Hum, I've never used that approach (proposing something for N+2).

If we want to keep the form as simple as possible, we might consider leaving that option out. I guess operating on N+2 is something that not many people do and those people are probably every capable of using the Bugzilla directly.

But this is just a cosmetic thing, definitely.

> 
> > > * As the first cut, I think the form is quite fine. But in the
> > > future
> > > I imagine we should have a bit different process and the form can
> > > adjust to it. My very rough idea:
> > > - A person can propose any important bug into "QA watchlist".
> > > He/she
> > > will acknowledge that the bug complies to our basic requirements
> > > (it's critical or affecting a lot of users, it doesn't concern
> > > just a
> > > tiny fraction of hardware, it can't be fixed post-release or
> > > significantly lowers user experience, etc). QA goes through the
> > > QA
> > > watchlist periodically, some bugs are removed right away, some
> > > are
> > > moved to the blocker/freeze-exc list, some are just kept an eye
> > > on.
> > 
> > This is an interesting idea, my only concern would be about who's
> > watching the list and any implicit promises that we would be making
> > with regard to attention given to a bug.
> > 
> > What would be the end benefit to implementing something like this?
> > Making the proposal process easier for people who aren't generally
> > involved in the blocker process? Having another grouping of bugs
> > that
> > aren't blockers, aren't FEs but could be a problem and might be
> > worth
> > testing more?

Yes and somewhat yes. I find it unfortunate that we require all people to distinguish between Alpha/Beta/Final milestones. Some bugs might be proposed for later milestones, just because people are not so familiar with our milestone requirements (and which are not easy to understand at all). So I'd like to give people an option to propose it to a "general" tracker and we should fill the correct milestone. I'd also like to give people some simplified criteria how to decide whether to propose the current bug as a blocker or not.

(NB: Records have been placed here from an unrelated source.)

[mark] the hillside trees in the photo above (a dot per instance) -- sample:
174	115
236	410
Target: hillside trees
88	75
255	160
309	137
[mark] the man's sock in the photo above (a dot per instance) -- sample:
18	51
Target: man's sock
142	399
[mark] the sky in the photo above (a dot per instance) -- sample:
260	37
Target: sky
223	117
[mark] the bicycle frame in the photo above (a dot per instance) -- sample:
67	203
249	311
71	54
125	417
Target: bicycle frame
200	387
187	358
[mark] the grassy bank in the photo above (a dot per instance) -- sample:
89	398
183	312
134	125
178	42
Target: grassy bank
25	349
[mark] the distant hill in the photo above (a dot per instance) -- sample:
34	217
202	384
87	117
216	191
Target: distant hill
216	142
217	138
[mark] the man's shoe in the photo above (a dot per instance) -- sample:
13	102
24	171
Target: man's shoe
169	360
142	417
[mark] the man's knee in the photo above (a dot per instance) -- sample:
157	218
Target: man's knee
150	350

I assumed we could combine this with a watchlist of bugs that are very inconvenient for the user, but not really fitting the blocker process. The can't-install-rpmfusion bug is a good example. So we would have a common pool of important bugs, some of them would get 'upgraded' to proposed blockers, others would serve as a list of things to push developers to fix.

I said it was a rough idea, I found it relevant so I mentioned it. I don't have it well thought-out yet. I just wanted to briefly let you know what I've been thinking about.

> 
> Right, I'm not 100% sure what this would be for. That sounds
> suspiciously like the old Target tracker, which was dropped because
> it
> was being roundly ignored by everyone. Sometimes I feel a need for
> such
> a thing - 'hey, this is important, we should keep an eye on it, but
> it's
> not an FE' - but then I think, hmm, no-one paid any damn attention to
> the last such list we had, so...

I didn't know we had such a tracker before. Was it before my time, or was I simply oblivious to it? It's a pity that it didn't work out well. Do you have some ideas why it didn't work and how to make it work?